James Sunderland, who is standing in the Bracknell ward he won in 2019, was recorded telling a private event: “The policy is crap, OK? It’s crap.”

According to the BBC, a video from a Young Conservatives event in April shows Mr Sunderland then defended the plan, saying it would deter migrants from attempting to cross the Channel.

Saying the “effect of the policy” was what mattered, he added: “There is no doubt at all… when those first flights take off that it will send such a shockwave across the Channel that the gangs will stop.”

The BBC said he also criticised colleagues for “courting controversy”, naming then MPs and current Conservative candidates Jonathan Gullis and Brendan Clarke Smith as those who “polarise opinion”, alongside Lee Anderson, the former Tory MP who switched to Reform in March.

Mr Sunderland, who worked as a parliamentary private secretary to James Cleverly, the Home Secretary, and Suella Braverman, told the BBC he was “disappointed” at being recorded at a private event.

He said: “I was talking about the response to the policy. The policy itself is not the be all and end all but part of a wider response.”

In response to the criticism of colleagues, he said he was answering a question about resignations from party posts by saying “unnecessary rhetoric and division in public life” was unnecessary.

James Cleverly addressed James Sunderland's comments on the BBC with Laura Kuenssberg
James Cleverly addressed James Sunderland's comments on the BBC with Laura Kuenssberg - Jess Overs/BBC/PA

Mr Cleverly addressed Mr Sunderland’s comments on Sunday morning on both the BBC’s Sunday with Laura Kuenssberg and on Sky News’s Sunday Morning with Trevor Phillips were he claimed his aide was making a “counter-intuitive statement” for dramatic effect.

The Home Secretary told Phillips he was surprised by the story about the leaked recording because Mr Sunderland was “very supportive” of the policy.
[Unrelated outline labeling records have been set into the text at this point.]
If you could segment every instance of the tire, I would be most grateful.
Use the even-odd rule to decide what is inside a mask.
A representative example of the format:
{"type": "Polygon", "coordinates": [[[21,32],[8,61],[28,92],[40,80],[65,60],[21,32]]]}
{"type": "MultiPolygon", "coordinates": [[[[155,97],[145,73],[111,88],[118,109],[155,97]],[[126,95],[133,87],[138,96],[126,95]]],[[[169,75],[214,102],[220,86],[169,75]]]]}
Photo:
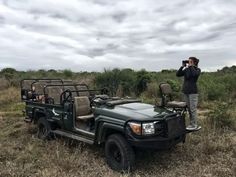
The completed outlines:
{"type": "Polygon", "coordinates": [[[51,139],[51,126],[48,123],[48,121],[44,117],[41,117],[39,118],[37,124],[38,124],[38,131],[37,131],[38,138],[42,140],[51,139]]]}
{"type": "Polygon", "coordinates": [[[110,135],[105,144],[107,164],[116,171],[131,171],[134,168],[135,154],[133,148],[120,134],[110,135]]]}

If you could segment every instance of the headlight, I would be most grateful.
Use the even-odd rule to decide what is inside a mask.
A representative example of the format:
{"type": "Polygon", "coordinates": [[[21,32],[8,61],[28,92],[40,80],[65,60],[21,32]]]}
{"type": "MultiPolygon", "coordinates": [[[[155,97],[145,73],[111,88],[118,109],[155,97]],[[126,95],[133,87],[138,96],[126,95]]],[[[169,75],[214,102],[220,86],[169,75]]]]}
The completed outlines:
{"type": "Polygon", "coordinates": [[[142,124],[142,134],[143,135],[152,135],[155,133],[154,123],[143,123],[142,124]]]}
{"type": "Polygon", "coordinates": [[[129,122],[128,124],[135,134],[141,135],[142,133],[141,123],[129,122]]]}
{"type": "Polygon", "coordinates": [[[153,135],[155,134],[154,122],[151,123],[137,123],[129,122],[128,125],[136,135],[153,135]]]}

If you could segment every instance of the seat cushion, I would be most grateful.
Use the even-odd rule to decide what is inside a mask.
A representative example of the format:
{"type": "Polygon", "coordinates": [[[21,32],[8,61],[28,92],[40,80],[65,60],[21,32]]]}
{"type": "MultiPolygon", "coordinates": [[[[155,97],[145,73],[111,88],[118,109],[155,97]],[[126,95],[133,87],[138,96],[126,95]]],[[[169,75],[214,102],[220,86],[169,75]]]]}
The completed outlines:
{"type": "Polygon", "coordinates": [[[87,116],[91,114],[90,101],[87,96],[75,97],[74,99],[77,116],[87,116]]]}
{"type": "Polygon", "coordinates": [[[186,102],[180,102],[180,101],[169,101],[166,103],[167,107],[171,108],[185,108],[187,106],[186,102]]]}
{"type": "Polygon", "coordinates": [[[94,117],[93,114],[89,114],[89,115],[85,115],[85,116],[77,116],[77,119],[79,120],[88,120],[88,119],[92,119],[94,117]]]}

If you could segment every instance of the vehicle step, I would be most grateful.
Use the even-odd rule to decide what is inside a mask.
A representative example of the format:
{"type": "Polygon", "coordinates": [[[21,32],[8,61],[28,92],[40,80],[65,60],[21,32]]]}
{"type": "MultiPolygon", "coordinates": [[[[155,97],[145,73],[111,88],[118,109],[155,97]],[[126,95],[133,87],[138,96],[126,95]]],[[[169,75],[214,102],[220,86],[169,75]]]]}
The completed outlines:
{"type": "Polygon", "coordinates": [[[86,139],[86,138],[83,138],[81,136],[71,134],[71,133],[67,133],[67,132],[61,131],[61,130],[53,130],[52,133],[55,133],[56,135],[68,137],[68,138],[71,138],[71,139],[74,139],[74,140],[77,140],[77,141],[82,141],[82,142],[85,142],[85,143],[88,143],[88,144],[93,144],[94,143],[93,140],[86,139]]]}
{"type": "Polygon", "coordinates": [[[24,121],[25,121],[26,123],[31,123],[31,122],[32,122],[32,119],[25,118],[24,121]]]}
{"type": "Polygon", "coordinates": [[[194,130],[188,130],[188,129],[186,129],[186,132],[187,133],[191,133],[191,132],[197,132],[197,131],[199,131],[199,130],[201,130],[202,129],[202,127],[201,126],[198,126],[196,129],[194,129],[194,130]]]}

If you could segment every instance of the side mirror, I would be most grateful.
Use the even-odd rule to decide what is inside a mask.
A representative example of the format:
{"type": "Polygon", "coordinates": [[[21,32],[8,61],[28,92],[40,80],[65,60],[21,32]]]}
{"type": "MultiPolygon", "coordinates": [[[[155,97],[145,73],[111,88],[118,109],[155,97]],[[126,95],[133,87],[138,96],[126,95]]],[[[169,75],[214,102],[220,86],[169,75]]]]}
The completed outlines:
{"type": "Polygon", "coordinates": [[[65,102],[64,103],[64,111],[65,112],[69,112],[69,111],[72,111],[72,105],[71,102],[65,102]]]}
{"type": "Polygon", "coordinates": [[[27,89],[21,90],[21,100],[25,101],[31,98],[32,98],[32,92],[30,90],[27,90],[27,89]]]}

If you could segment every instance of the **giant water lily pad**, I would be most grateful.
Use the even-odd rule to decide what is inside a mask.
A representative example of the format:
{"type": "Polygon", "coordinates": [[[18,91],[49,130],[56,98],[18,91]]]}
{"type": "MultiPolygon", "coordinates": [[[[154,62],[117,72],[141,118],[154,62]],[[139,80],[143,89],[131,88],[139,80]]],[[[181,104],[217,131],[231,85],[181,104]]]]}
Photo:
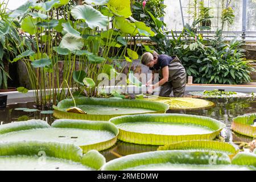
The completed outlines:
{"type": "Polygon", "coordinates": [[[76,98],[76,106],[86,111],[87,114],[68,113],[67,109],[74,106],[72,99],[66,99],[53,106],[53,115],[57,118],[109,121],[109,119],[122,115],[142,113],[164,113],[168,105],[156,102],[114,100],[101,98],[76,98]]]}
{"type": "Polygon", "coordinates": [[[188,93],[194,97],[200,98],[233,98],[233,97],[252,97],[251,94],[235,92],[222,92],[218,90],[212,91],[197,91],[188,93]]]}
{"type": "Polygon", "coordinates": [[[236,165],[247,165],[256,168],[256,150],[253,153],[238,153],[232,160],[232,164],[236,165]]]}
{"type": "Polygon", "coordinates": [[[174,143],[164,146],[160,146],[158,150],[197,150],[214,151],[228,154],[230,157],[234,156],[238,150],[233,145],[226,142],[209,140],[189,140],[174,143]]]}
{"type": "Polygon", "coordinates": [[[0,171],[99,169],[106,162],[96,150],[82,155],[78,146],[52,142],[0,143],[0,171]]]}
{"type": "Polygon", "coordinates": [[[171,110],[199,109],[208,108],[214,106],[212,102],[194,98],[163,97],[148,96],[143,100],[154,101],[168,104],[171,110]]]}
{"type": "Polygon", "coordinates": [[[240,134],[251,137],[256,137],[256,126],[254,121],[256,114],[238,116],[233,119],[231,129],[240,134]]]}
{"type": "Polygon", "coordinates": [[[30,120],[0,126],[0,142],[36,140],[72,143],[84,152],[103,150],[113,146],[118,130],[112,123],[79,120],[56,120],[50,126],[42,120],[30,120]]]}
{"type": "Polygon", "coordinates": [[[232,165],[225,154],[205,151],[160,151],[127,155],[111,160],[104,171],[253,170],[232,165]]]}
{"type": "Polygon", "coordinates": [[[151,145],[212,140],[225,127],[224,123],[208,117],[179,114],[126,115],[109,121],[119,129],[119,139],[151,145]]]}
“I’ve had a conversation with him and I’ve also heard the recording. And it’s clear what he’s doing is he’s putting forward a very counter-intuitive statement to grab the attention of the audience,” Mr Cleverly said.

“If you actually listen to what he then went on to say, he was saying that the impact, the effect, is what matters.”

He added: “He did it clearly for dramatic effect to grab the attention of the audience.

“But he is – and it’s clear in the recording – completely supportive of the deterrent effect that the Rwanda policy has.”

Rishi Sunak passed legislation earlier in 2024 to deport asylum seekers to Rwanda for their claims to be processed.

If successful, migrants could be granted refugee status in the central African country and be able to stay there.

So far, just two asylum seekers have been sent to Rwanda on a voluntary basis and it had cost the Government £240 million by the end of 2023.